Separate that question from the very important parallel question of HOW to handle this population: more shelters, more in-patient treatment centers, a return of the asylums for the severely mentally ill, work camps, whatever. But whatever we do, we need to look at the metro area as a whole and spread the burden.
And that means getting them out of DC, which should no longer serve as the regional human waste dump. We're gentrifying them out of the city very quickly, and if we keep closing housing projects, we'll finish the job in another generation. Maybe the truly hopeless cases will find their way to Baltimore or Philly, where they will fit right in. Maybe they'll show up in your backyard. I don't care. DC can take its proportional share, but we are still far above that mark. Until we reduce the overload, ship 'em out.
Perhaps I haven't been paying enough attention ...
This is the first time I've seen his name ... he makes a very good first impression.
this needs to go NATIONAL.
NOW!
"In the greater DC area ...." Yes. Exactly. Thank you. The suburban freeloaders have to step up. Far northeast, Anacostia, and PG county can't be used as a dumping ground anymore.
The suburban freeloaders also have to be disabused of their notion that the solution to their miserable commutes is to smash more commuter sewers through other people's neighborhoods. If your commute is bad, move closer to your job. I moved into Injun country over 40 years ago. So can they. Or they can park their cars and take the train.
Great! Let the Washingtoon DC homeless stream into liberal Maryland and the liberal counties of Virginia that are close to DC (District of Criminals)

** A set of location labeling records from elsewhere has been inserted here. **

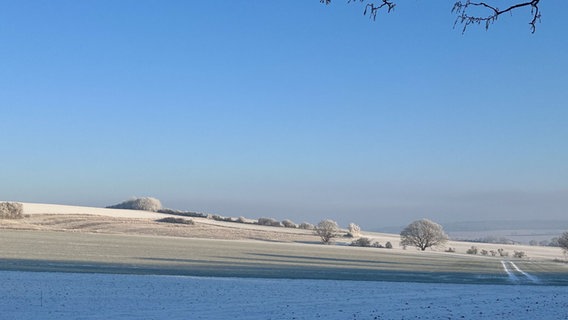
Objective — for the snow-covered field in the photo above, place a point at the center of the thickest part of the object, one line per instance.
(25, 295)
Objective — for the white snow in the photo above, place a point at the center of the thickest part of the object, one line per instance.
(25, 295)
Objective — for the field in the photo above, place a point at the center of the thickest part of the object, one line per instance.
(107, 296)
(63, 261)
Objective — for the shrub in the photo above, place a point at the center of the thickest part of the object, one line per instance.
(503, 253)
(269, 222)
(377, 244)
(176, 220)
(327, 230)
(183, 213)
(361, 242)
(306, 226)
(11, 210)
(144, 204)
(472, 250)
(217, 217)
(289, 224)
(354, 230)
(242, 220)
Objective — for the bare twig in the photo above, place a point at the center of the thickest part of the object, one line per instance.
(466, 19)
(461, 8)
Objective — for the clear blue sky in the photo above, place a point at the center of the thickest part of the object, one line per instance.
(285, 109)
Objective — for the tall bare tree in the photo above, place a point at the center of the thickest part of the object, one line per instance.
(563, 242)
(423, 234)
(487, 14)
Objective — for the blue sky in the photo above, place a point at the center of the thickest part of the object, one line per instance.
(287, 109)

With any luck, they moved to Maryland.
in Michigan, we have reclaimed many miles of former and now unused railroad tracks and beds. Rails removed, bed graded and paved for hiking, biking (including e-bikes) and roller skating. Now homeless have set up camps bordering or straddling parts of these, forcing people trying to use them to get off their bikes and feel unsafe, or turn around and go back. It’s infuriating to hear libs defend this.
We ship them to Illinois.
“””I never saw homeless or beggars on the street (except in California) before the 1970s when the mental hospitals were closed down and the crazies dumped on the streets.”””

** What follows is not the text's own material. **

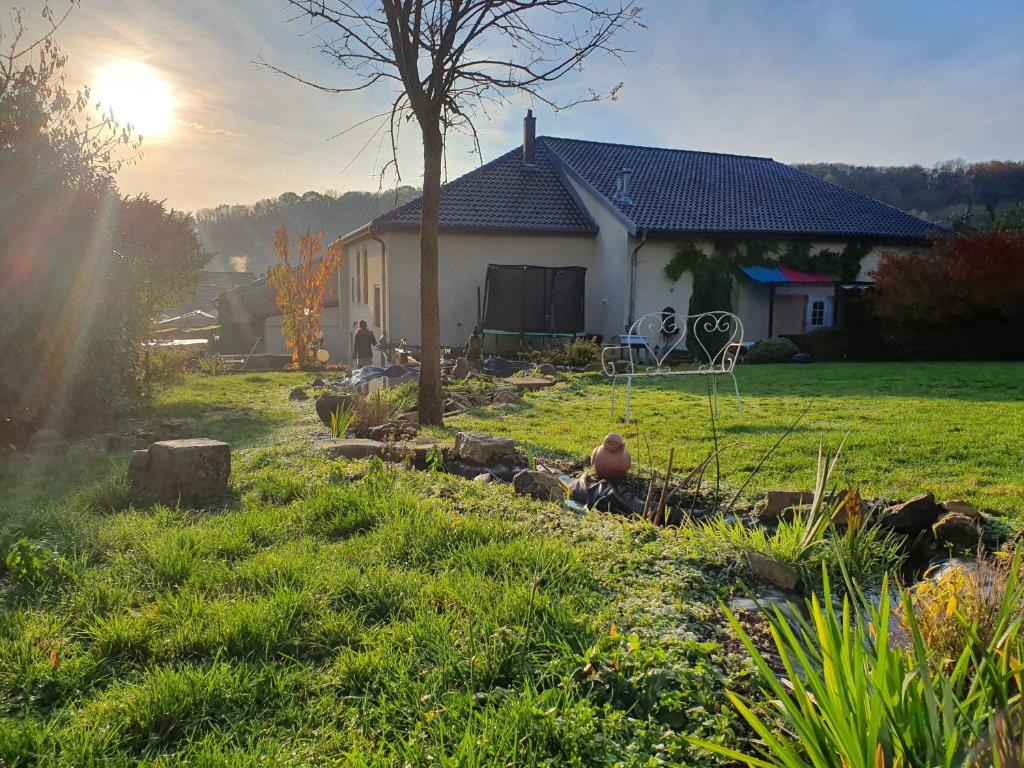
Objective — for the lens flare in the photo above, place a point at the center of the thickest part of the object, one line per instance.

Look at what the drug culture is like now compared to then?
Now the US government needs to clear the trespassers on National Forests and National Parks throughout the country.
Gentrification! Reeeeeeeeeee!
I think Martha’s Vineyard will take them all. (/S)
I wonder how many served and forward operating bases for enemy combatants.
Cool
I don’t care!
The old “You made your bed (tent-whatever) now sleep in it.” no longer applies.
They were not homeless. The removed people were campers illegally tenting on Federal property
“And what happened to the “homeless” that were inhabiting these camps? Did they just move somewhere else and create new encampments?”
There’s plenty of room on Martha’s Vineyard.